HealthActions: Case Management Reports
 

Low Back Pain during Pregnancy

Patient presented to our clinic with chief complaint of low back and right posterior thigh/hip pain, 3 week duration, of          insidious onset.   

Medical history revealed patient  was 22 wks pregnant and had two prior C-sections.  She was not taking medication except for vitamins.  She reported 4-5/10 pain level that was worse with prolonged sitting and standing.  Also, denied any neurological symptoms or symptoms below the knee. 

Examination revealed right L5/S1 segmental motion loss into     extension with associated muscle imbalance from protective spasm.  Patient prognosis was determined to be excellent due to the mechanical nature of her symptoms as well as no apparent nerve root involvement. 

Treatment plan consisted of manual therapy intervention, our gentle release with movement technique that allows selective movement without protective muscle guarding.  She was performing self-mobilization exercise into extension and we selected a taping technique to apply that limited flexion activities during the day.

Patient response to treatment:  After 2 visits she reported being pain-free.  Motion was much improved with mild weakness remaining.  She was discharged on the 6th visit, reporting 100% improvement with no pain and full motion restored. 


Acute Low Back Pain

Patient is a 29 year old female injured in a motor vehicle accident with the  onset of lower back pain.  She went to the Emergency Room to have  x-rays, which were negative.  She was seen by her  family  physician and  referred to physical therapy

The patient’s pain was 8/10 across the lower back into posterior thighs and calves.  There were no neurological signs or symptoms.  There was pain with standing and walking, less with sitting.  The evaluation    revealed a loss of extension, as the primary movement restriction There was tenderness in the left psoas, L5-S1, and left SI joint.  Patient presented 3-/5 left hip extension/abduction with sensation intact.  The nerve stretch tests were negative. 

Patient was treated with anti-inflammatory modalities, functional manual therapy, and instructed to use ice at home initially.  The second visit continued with functional manual therapy. The patient regained trunk extension and a home exercise program was initiated. The patient was to continue with ice.  On visit three, the patient was greatly    improved; full range of motion without pain.  The patient was      educated further in proper body mechanics and core stabilization exercises.  On visit four, the patient was discharged to continue with a home exercise program and given the opportunity to participate in post rehab   wellness.


Chronic Low Back Pain

Patient is a W/F 52 years of age that presented with chief complaint of low back and right lower extremity pain rated as 5/10.  The lower extremity pain was above the knee and located in the posterior thigh region.    She reported that the pain started 2 years ago and was insidious in nature and worsening over time.   She had an MRI that confirmed an HNP at L4/5 level without nerve root involvement.

Prior treatment consisted of muscle relaxers, pain meds and she had received a total of 6  epidurals over the past 2 yrs.  Reported
no significant relief after the last round of epidurals at which time she was referred to our clinic.

Patient examination findings suggest non-radicular discogenic involvement of the right lower lumbar region.
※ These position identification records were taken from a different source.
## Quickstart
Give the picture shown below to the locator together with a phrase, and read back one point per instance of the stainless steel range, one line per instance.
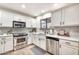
(20, 40)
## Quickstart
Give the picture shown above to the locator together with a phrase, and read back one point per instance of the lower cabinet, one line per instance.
(40, 41)
(6, 44)
(30, 38)
(1, 46)
(68, 47)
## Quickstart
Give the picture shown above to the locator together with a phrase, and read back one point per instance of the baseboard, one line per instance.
(6, 52)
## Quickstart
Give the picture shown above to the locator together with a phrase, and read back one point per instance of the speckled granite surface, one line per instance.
(29, 50)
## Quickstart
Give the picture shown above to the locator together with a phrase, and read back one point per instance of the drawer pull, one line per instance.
(68, 43)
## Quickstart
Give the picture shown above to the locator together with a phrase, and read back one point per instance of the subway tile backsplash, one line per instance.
(73, 31)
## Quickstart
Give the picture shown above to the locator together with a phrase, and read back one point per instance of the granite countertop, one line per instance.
(65, 38)
(6, 35)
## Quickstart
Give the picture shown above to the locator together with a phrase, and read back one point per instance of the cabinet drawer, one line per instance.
(66, 42)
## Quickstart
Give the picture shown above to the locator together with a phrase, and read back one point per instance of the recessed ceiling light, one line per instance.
(23, 6)
(55, 4)
(43, 11)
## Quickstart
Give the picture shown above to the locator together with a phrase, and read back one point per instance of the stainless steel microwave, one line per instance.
(19, 24)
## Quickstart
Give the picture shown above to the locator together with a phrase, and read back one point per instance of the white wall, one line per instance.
(14, 30)
(73, 31)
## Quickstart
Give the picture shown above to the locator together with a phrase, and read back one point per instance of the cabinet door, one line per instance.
(8, 44)
(30, 38)
(72, 15)
(1, 46)
(56, 18)
(6, 19)
(43, 44)
(68, 50)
The primary impairment involved lumbar extension     segmental motion loss.  Interventions were directed mainly at restoration of the movement impairment at the lower lumbar levels on the right.  The chosen method  of treatment was the functional manual therapy approach.   This is a direct manual approach        that is a combination of manual therapy and exercise.  Modalities were PRN and included heat / electrical stimulation.
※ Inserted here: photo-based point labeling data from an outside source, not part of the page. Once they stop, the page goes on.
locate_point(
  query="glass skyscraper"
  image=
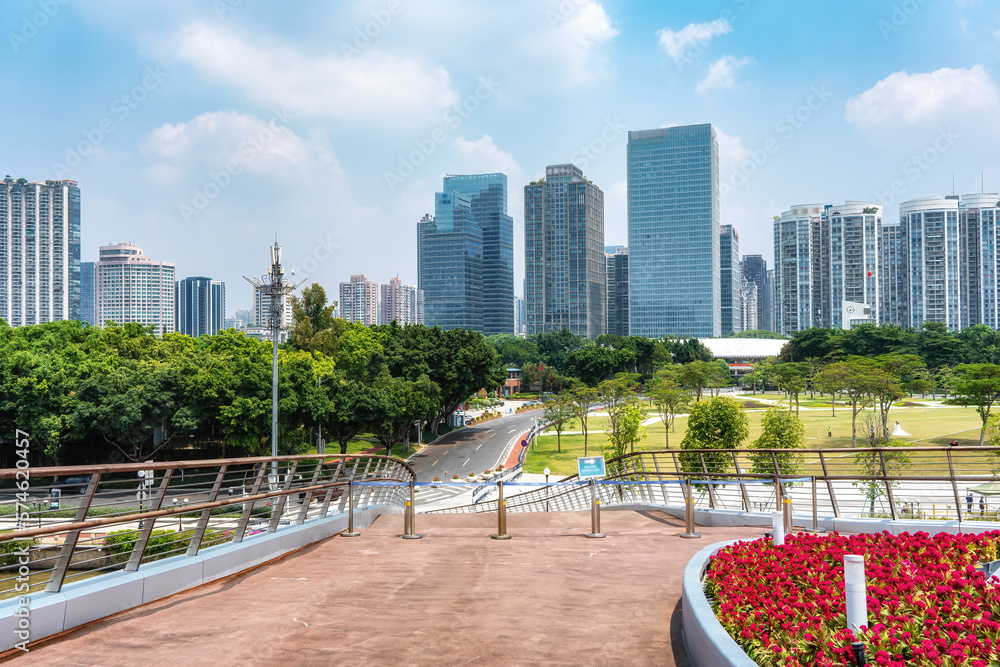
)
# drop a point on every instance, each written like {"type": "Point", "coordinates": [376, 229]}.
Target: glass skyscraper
{"type": "Point", "coordinates": [88, 293]}
{"type": "Point", "coordinates": [673, 232]}
{"type": "Point", "coordinates": [487, 195]}
{"type": "Point", "coordinates": [450, 264]}
{"type": "Point", "coordinates": [564, 253]}
{"type": "Point", "coordinates": [729, 264]}
{"type": "Point", "coordinates": [201, 306]}
{"type": "Point", "coordinates": [465, 256]}
{"type": "Point", "coordinates": [39, 251]}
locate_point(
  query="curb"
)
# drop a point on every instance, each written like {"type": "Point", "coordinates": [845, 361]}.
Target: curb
{"type": "Point", "coordinates": [706, 641]}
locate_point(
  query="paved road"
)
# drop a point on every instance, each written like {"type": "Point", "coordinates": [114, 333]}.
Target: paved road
{"type": "Point", "coordinates": [471, 449]}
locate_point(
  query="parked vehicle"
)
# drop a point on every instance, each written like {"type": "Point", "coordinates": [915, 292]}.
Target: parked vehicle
{"type": "Point", "coordinates": [70, 484]}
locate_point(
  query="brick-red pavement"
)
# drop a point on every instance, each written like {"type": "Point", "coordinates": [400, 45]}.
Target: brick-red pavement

Patient understanding of her home program to increase extension motion and avoid static flexion postures was critical to success. 
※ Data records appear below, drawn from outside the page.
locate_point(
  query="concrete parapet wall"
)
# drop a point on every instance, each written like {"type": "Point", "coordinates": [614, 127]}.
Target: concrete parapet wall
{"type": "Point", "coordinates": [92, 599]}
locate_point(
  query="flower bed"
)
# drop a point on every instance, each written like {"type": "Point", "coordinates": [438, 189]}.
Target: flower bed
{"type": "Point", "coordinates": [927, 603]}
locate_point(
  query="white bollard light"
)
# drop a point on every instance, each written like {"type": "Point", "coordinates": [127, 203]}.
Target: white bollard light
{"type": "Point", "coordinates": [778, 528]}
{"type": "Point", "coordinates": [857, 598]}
The patient completed a total of 9 visits. She demonstrated less protective spasm, increased motion and improved muscle function after the initial visit.  At discharge she was without pain, even with considerable physical activity.  She reported 95% overall improvement with no functional limitations.  A six month follow up was performed at which time she reported continued improvement with no pain or difficulty with daily activities.